Saat itu kondisi politik di dalam negeri belum menunjukkan stabilitas, perang kemerdekaan masih berkecamuk. Perang sudah tentu membawa korban sosial bagi orang-orang sipil yang tidak memahami politik. Dampak sosial yang terasa adalah kelaparan, kemiskinan, kriminalitas, dan kemerosotan sosial. Akibatnya hal tersebut berdampak kepada kehidupan anak-anak, mereka menjadi yatim piatu. Untuk bertahan hidup mereka harus turun ke jalan. Di balik ambisi politik orang-orang Belanda yang ingin menguasai jajahannya, ternyata masih ada orang-orang misionaris yang mau melepaskan diri masalah itu. Mereka berkarya pada bidang sosial sebagai karya kerasulan. Salah satu misionaris yang berkarya adalah Mgr.

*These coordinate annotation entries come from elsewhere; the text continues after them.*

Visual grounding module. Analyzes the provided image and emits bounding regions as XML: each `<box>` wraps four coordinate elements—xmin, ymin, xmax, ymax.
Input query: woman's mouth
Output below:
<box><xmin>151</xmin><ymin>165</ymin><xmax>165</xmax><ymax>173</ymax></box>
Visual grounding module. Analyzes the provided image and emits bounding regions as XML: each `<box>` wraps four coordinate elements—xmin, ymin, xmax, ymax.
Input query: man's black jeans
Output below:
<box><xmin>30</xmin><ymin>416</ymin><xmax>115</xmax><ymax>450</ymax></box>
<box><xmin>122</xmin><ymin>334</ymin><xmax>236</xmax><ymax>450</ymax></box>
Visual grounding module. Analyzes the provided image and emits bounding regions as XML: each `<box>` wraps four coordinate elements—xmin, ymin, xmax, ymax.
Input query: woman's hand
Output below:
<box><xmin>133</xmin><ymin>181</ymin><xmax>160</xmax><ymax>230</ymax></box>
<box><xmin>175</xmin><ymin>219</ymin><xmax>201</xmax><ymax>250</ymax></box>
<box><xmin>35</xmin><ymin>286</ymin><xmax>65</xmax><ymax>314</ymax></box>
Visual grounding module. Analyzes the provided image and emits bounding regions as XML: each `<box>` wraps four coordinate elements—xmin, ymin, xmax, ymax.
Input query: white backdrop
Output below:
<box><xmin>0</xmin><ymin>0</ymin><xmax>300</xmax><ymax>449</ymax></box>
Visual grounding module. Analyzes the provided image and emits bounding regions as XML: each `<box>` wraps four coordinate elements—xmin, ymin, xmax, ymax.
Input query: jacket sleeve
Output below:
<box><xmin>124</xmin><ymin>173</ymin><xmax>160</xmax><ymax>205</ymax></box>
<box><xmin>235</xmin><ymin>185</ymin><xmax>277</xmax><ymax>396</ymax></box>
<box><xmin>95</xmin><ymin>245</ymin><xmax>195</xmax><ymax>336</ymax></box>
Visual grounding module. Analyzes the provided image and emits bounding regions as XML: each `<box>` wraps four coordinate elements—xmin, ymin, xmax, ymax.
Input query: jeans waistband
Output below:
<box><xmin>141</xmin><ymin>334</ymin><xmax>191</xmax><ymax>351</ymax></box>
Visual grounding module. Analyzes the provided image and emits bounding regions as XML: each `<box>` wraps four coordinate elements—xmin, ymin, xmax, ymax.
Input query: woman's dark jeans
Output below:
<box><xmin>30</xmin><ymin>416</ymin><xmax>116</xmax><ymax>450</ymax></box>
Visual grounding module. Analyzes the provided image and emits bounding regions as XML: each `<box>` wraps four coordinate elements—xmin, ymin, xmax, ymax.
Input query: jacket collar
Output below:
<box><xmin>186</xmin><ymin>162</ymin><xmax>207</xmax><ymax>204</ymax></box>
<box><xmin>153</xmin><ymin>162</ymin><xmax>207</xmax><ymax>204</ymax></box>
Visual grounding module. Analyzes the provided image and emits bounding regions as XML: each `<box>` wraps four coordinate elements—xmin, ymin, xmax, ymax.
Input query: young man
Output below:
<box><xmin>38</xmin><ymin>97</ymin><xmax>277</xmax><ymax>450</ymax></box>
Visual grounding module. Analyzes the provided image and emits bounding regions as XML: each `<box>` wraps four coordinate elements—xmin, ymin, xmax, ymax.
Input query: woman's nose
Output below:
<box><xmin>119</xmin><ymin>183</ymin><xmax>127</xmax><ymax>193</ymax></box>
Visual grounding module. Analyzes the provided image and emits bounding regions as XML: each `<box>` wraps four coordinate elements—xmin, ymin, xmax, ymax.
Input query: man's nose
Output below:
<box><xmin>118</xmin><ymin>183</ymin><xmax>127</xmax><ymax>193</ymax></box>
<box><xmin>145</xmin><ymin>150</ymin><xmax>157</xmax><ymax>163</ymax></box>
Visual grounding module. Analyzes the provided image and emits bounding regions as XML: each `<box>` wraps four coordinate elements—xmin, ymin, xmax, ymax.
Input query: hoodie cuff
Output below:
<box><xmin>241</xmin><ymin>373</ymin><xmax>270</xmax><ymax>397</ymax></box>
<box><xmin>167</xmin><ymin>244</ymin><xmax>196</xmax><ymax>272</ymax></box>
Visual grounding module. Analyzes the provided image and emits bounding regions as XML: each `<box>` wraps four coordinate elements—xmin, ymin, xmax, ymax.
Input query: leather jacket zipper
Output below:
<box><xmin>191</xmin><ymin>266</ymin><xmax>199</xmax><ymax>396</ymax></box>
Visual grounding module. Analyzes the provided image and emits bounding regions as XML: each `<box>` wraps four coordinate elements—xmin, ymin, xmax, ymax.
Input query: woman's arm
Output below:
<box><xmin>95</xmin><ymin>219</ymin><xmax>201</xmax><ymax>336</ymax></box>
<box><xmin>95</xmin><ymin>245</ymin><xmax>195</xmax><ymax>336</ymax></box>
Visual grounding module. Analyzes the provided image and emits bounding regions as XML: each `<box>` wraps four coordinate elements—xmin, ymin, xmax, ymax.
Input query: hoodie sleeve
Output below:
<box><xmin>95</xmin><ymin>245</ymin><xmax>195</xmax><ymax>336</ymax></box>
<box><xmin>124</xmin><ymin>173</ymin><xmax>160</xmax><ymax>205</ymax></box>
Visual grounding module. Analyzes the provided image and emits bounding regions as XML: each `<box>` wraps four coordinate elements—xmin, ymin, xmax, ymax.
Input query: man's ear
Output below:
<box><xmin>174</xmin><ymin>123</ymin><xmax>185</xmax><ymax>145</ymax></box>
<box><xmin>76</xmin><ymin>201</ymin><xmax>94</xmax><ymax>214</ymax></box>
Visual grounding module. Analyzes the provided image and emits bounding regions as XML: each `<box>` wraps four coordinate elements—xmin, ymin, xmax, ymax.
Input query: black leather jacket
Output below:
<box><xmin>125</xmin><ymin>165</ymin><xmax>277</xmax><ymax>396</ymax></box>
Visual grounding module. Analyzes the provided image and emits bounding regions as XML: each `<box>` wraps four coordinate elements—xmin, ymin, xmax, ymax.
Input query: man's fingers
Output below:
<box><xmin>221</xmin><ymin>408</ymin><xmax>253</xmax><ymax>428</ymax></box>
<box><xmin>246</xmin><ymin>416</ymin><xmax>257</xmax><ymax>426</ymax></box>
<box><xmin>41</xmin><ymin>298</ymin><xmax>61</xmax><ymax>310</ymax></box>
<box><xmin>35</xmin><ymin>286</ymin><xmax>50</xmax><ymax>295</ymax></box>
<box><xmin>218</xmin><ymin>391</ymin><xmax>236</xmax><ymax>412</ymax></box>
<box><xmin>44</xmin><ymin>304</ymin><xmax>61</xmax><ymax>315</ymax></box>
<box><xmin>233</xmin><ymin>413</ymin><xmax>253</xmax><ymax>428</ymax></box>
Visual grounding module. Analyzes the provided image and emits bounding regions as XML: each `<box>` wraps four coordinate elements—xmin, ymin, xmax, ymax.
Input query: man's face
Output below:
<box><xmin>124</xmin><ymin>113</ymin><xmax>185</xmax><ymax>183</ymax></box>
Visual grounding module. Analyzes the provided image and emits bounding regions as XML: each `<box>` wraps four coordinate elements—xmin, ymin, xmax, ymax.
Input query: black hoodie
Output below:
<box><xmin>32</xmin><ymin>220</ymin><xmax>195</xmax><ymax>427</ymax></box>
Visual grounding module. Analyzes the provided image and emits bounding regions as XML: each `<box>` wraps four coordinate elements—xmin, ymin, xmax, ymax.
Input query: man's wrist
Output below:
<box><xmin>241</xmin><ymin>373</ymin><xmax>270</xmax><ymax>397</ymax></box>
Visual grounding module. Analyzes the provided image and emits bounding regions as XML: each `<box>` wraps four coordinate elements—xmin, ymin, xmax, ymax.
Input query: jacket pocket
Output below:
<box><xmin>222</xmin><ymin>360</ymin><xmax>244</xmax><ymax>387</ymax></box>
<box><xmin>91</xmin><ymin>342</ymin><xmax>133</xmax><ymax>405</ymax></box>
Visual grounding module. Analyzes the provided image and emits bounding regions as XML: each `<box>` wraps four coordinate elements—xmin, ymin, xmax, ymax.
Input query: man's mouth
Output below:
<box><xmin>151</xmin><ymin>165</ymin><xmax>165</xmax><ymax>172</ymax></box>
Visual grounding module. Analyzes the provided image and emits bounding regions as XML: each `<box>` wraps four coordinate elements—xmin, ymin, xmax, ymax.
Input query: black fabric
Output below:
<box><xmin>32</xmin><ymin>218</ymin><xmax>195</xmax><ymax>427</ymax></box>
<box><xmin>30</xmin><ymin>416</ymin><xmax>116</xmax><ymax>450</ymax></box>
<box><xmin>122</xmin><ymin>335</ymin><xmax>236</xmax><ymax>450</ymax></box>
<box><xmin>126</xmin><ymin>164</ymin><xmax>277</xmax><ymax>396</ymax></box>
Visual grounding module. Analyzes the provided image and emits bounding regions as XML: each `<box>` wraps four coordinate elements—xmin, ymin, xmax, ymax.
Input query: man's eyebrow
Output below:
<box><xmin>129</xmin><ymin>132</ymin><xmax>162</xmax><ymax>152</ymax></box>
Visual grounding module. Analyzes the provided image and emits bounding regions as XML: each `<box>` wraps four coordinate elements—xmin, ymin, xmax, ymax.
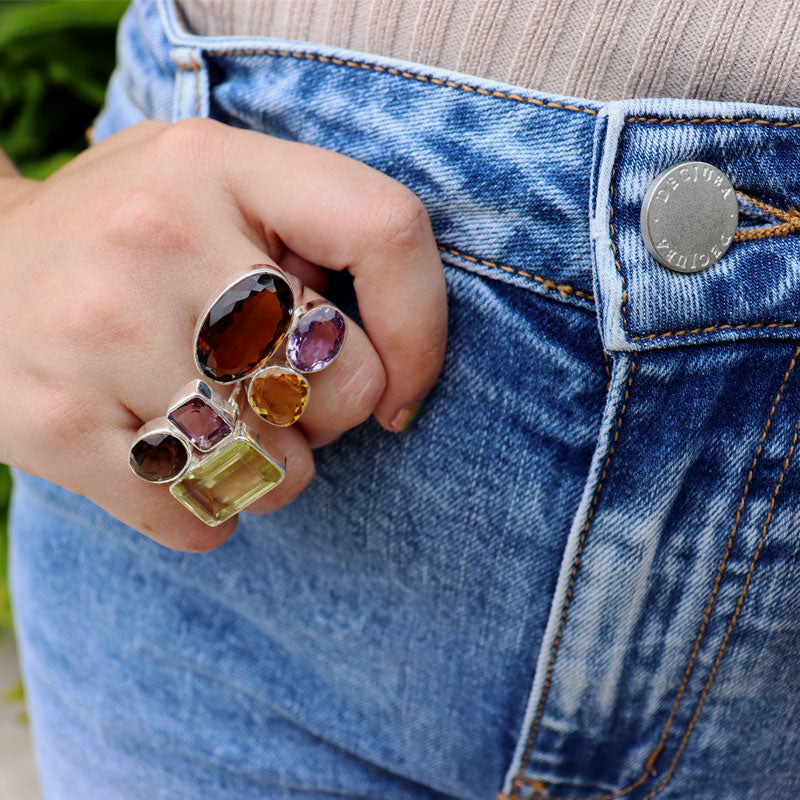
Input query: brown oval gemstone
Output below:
<box><xmin>247</xmin><ymin>366</ymin><xmax>309</xmax><ymax>427</ymax></box>
<box><xmin>196</xmin><ymin>272</ymin><xmax>294</xmax><ymax>383</ymax></box>
<box><xmin>130</xmin><ymin>432</ymin><xmax>189</xmax><ymax>483</ymax></box>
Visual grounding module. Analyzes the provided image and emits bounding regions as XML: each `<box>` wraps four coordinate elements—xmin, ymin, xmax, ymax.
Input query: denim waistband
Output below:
<box><xmin>96</xmin><ymin>0</ymin><xmax>800</xmax><ymax>351</ymax></box>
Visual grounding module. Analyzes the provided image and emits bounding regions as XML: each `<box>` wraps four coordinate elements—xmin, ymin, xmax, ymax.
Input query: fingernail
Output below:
<box><xmin>389</xmin><ymin>397</ymin><xmax>425</xmax><ymax>433</ymax></box>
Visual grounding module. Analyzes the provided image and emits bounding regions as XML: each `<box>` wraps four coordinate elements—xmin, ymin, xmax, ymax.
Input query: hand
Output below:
<box><xmin>0</xmin><ymin>120</ymin><xmax>447</xmax><ymax>552</ymax></box>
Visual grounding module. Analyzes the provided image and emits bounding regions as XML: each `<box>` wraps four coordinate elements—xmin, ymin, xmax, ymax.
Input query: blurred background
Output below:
<box><xmin>0</xmin><ymin>0</ymin><xmax>127</xmax><ymax>800</ymax></box>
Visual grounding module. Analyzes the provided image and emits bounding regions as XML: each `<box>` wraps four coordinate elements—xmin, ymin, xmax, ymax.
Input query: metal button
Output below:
<box><xmin>640</xmin><ymin>161</ymin><xmax>739</xmax><ymax>272</ymax></box>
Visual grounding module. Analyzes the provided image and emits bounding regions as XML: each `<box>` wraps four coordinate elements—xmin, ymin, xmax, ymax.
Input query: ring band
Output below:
<box><xmin>128</xmin><ymin>264</ymin><xmax>347</xmax><ymax>526</ymax></box>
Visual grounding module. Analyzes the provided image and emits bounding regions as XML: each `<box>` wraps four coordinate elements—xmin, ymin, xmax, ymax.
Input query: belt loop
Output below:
<box><xmin>170</xmin><ymin>47</ymin><xmax>208</xmax><ymax>122</ymax></box>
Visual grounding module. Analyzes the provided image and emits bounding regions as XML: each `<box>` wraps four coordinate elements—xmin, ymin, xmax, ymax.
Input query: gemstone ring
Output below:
<box><xmin>128</xmin><ymin>264</ymin><xmax>347</xmax><ymax>526</ymax></box>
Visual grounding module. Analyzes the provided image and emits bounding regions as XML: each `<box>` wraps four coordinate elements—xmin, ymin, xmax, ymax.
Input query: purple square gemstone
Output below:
<box><xmin>286</xmin><ymin>306</ymin><xmax>345</xmax><ymax>372</ymax></box>
<box><xmin>168</xmin><ymin>397</ymin><xmax>231</xmax><ymax>453</ymax></box>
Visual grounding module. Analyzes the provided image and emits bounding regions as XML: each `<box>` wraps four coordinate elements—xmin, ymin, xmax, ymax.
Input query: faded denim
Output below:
<box><xmin>12</xmin><ymin>0</ymin><xmax>800</xmax><ymax>800</ymax></box>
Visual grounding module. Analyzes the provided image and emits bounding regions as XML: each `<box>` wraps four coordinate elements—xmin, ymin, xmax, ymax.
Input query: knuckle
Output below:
<box><xmin>285</xmin><ymin>448</ymin><xmax>317</xmax><ymax>499</ymax></box>
<box><xmin>375</xmin><ymin>184</ymin><xmax>430</xmax><ymax>249</ymax></box>
<box><xmin>159</xmin><ymin>117</ymin><xmax>225</xmax><ymax>159</ymax></box>
<box><xmin>98</xmin><ymin>187</ymin><xmax>193</xmax><ymax>258</ymax></box>
<box><xmin>343</xmin><ymin>353</ymin><xmax>386</xmax><ymax>425</ymax></box>
<box><xmin>36</xmin><ymin>380</ymin><xmax>96</xmax><ymax>447</ymax></box>
<box><xmin>59</xmin><ymin>281</ymin><xmax>148</xmax><ymax>357</ymax></box>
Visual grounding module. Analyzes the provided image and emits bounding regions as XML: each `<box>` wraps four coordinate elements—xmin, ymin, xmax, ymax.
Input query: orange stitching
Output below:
<box><xmin>608</xmin><ymin>134</ymin><xmax>800</xmax><ymax>342</ymax></box>
<box><xmin>625</xmin><ymin>117</ymin><xmax>800</xmax><ymax>128</ymax></box>
<box><xmin>511</xmin><ymin>359</ymin><xmax>636</xmax><ymax>800</ymax></box>
<box><xmin>206</xmin><ymin>48</ymin><xmax>598</xmax><ymax>116</ymax></box>
<box><xmin>522</xmin><ymin>345</ymin><xmax>800</xmax><ymax>800</ymax></box>
<box><xmin>733</xmin><ymin>191</ymin><xmax>800</xmax><ymax>242</ymax></box>
<box><xmin>736</xmin><ymin>189</ymin><xmax>800</xmax><ymax>222</ymax></box>
<box><xmin>200</xmin><ymin>48</ymin><xmax>800</xmax><ymax>128</ymax></box>
<box><xmin>642</xmin><ymin>396</ymin><xmax>800</xmax><ymax>800</ymax></box>
<box><xmin>437</xmin><ymin>244</ymin><xmax>594</xmax><ymax>302</ymax></box>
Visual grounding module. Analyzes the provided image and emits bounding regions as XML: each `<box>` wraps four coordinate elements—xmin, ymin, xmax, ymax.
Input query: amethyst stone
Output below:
<box><xmin>286</xmin><ymin>306</ymin><xmax>345</xmax><ymax>372</ymax></box>
<box><xmin>168</xmin><ymin>396</ymin><xmax>232</xmax><ymax>452</ymax></box>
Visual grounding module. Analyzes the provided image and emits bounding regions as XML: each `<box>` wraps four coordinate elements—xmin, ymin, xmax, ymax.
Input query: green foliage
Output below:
<box><xmin>0</xmin><ymin>0</ymin><xmax>127</xmax><ymax>632</ymax></box>
<box><xmin>0</xmin><ymin>0</ymin><xmax>127</xmax><ymax>177</ymax></box>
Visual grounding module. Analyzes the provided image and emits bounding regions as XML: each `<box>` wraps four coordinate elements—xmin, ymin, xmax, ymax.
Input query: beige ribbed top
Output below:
<box><xmin>179</xmin><ymin>0</ymin><xmax>800</xmax><ymax>105</ymax></box>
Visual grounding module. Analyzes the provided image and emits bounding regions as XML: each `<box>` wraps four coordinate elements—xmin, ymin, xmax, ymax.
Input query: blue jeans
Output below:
<box><xmin>12</xmin><ymin>0</ymin><xmax>800</xmax><ymax>800</ymax></box>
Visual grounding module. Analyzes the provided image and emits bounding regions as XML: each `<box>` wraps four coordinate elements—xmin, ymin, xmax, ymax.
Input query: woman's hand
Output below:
<box><xmin>0</xmin><ymin>120</ymin><xmax>447</xmax><ymax>551</ymax></box>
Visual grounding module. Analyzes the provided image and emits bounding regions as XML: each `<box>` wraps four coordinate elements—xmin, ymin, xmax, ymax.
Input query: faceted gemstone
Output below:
<box><xmin>247</xmin><ymin>367</ymin><xmax>310</xmax><ymax>427</ymax></box>
<box><xmin>167</xmin><ymin>397</ymin><xmax>232</xmax><ymax>452</ymax></box>
<box><xmin>196</xmin><ymin>272</ymin><xmax>294</xmax><ymax>383</ymax></box>
<box><xmin>169</xmin><ymin>435</ymin><xmax>286</xmax><ymax>525</ymax></box>
<box><xmin>130</xmin><ymin>432</ymin><xmax>189</xmax><ymax>482</ymax></box>
<box><xmin>286</xmin><ymin>306</ymin><xmax>345</xmax><ymax>372</ymax></box>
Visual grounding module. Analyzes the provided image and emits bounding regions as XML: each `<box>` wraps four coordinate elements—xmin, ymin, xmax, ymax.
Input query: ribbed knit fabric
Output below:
<box><xmin>179</xmin><ymin>0</ymin><xmax>800</xmax><ymax>105</ymax></box>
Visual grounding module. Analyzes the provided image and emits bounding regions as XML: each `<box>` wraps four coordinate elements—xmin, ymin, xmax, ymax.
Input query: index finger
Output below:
<box><xmin>192</xmin><ymin>121</ymin><xmax>447</xmax><ymax>430</ymax></box>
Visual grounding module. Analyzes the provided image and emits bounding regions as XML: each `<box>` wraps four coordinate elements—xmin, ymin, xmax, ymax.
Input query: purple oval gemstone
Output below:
<box><xmin>286</xmin><ymin>306</ymin><xmax>345</xmax><ymax>372</ymax></box>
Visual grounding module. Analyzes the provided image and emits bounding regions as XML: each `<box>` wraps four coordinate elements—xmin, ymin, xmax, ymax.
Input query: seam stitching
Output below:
<box><xmin>192</xmin><ymin>59</ymin><xmax>200</xmax><ymax>117</ymax></box>
<box><xmin>608</xmin><ymin>133</ymin><xmax>800</xmax><ymax>342</ymax></box>
<box><xmin>176</xmin><ymin>64</ymin><xmax>186</xmax><ymax>119</ymax></box>
<box><xmin>625</xmin><ymin>117</ymin><xmax>800</xmax><ymax>128</ymax></box>
<box><xmin>608</xmin><ymin>126</ymin><xmax>636</xmax><ymax>339</ymax></box>
<box><xmin>521</xmin><ymin>345</ymin><xmax>800</xmax><ymax>800</ymax></box>
<box><xmin>437</xmin><ymin>244</ymin><xmax>594</xmax><ymax>302</ymax></box>
<box><xmin>206</xmin><ymin>48</ymin><xmax>598</xmax><ymax>116</ymax></box>
<box><xmin>510</xmin><ymin>358</ymin><xmax>636</xmax><ymax>800</ymax></box>
<box><xmin>204</xmin><ymin>47</ymin><xmax>800</xmax><ymax>128</ymax></box>
<box><xmin>733</xmin><ymin>191</ymin><xmax>800</xmax><ymax>242</ymax></box>
<box><xmin>642</xmin><ymin>376</ymin><xmax>800</xmax><ymax>800</ymax></box>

Wilekens, Vikaris Apostolik Batavia.
Anak-anak jalanan yang yatim piatu dan korban perang perlu mendapat perlindungan. Dengan demikian pada tanggal 30 Juni 1947 didirikanlah Desa Poetra, sebagai rumah bagi mereka. Sebagai pengelola diserahkan kepada Kongregasi Budi Mulia dan Perhimpunan Vincentius, dengan penganggung jawab Br. Corbinianus dan Br. Matteus. Sebagai sarana penunjang pendidikan untuk mereka, pada tahun itu juga didirikan Sekolah Rakjat Desa Poetra. Tidak hanya untuk anak-anak Desa Poetra, masyarakat sekitar juga dapat menikmati fasilitas tersebut. Untuk memenuhi tingkat lanjutan setelah tamat Sekolah Rakjat, Br. Juvenalis mendirikan SGB dengan jumlah 15 murid pada tahun pertama. Pada tahun 1960, terjadi perubahan sistem persekolahan di Indonesia, maka SGB diubah menjadi SMP Desa Putera tanpa kehilangan subsidi dari pemerintah.
Untuk menambah keterampilann bagi siswa Panti Asuhan, maka mereka mulai diajarkan usaha penjilidan buku oleh Br. Basilides, dan usaha ini terus berkembang dengan tambahan beberapa mesin cetak kecil (handpress). Awalnya hanya 12 orang yang dilatih untuk mempelajari bidang penjilidan dan pencetakan yang lebih besar. Usaha ke arah itu semakin digiatkan dengan cara mendatangkan tenaga ahli dari Belanda dan juga mesin-mesin catak pada tahun 1967.
Pada tahun 1968, izin mendirikan Sekolah Grafika diperoleh dari pemerintah. Sekolah Teknik Grafika (setingkat dengan SMP) dimulai tanpa dilengkapi dengan mesin, karena mengirimkan mesin-mesin tersebut membutuhkan waktu yang cukup lama. Sebagai Kepala Sekolah ST Grafika pertama dijabat oleh Bruder Janssen.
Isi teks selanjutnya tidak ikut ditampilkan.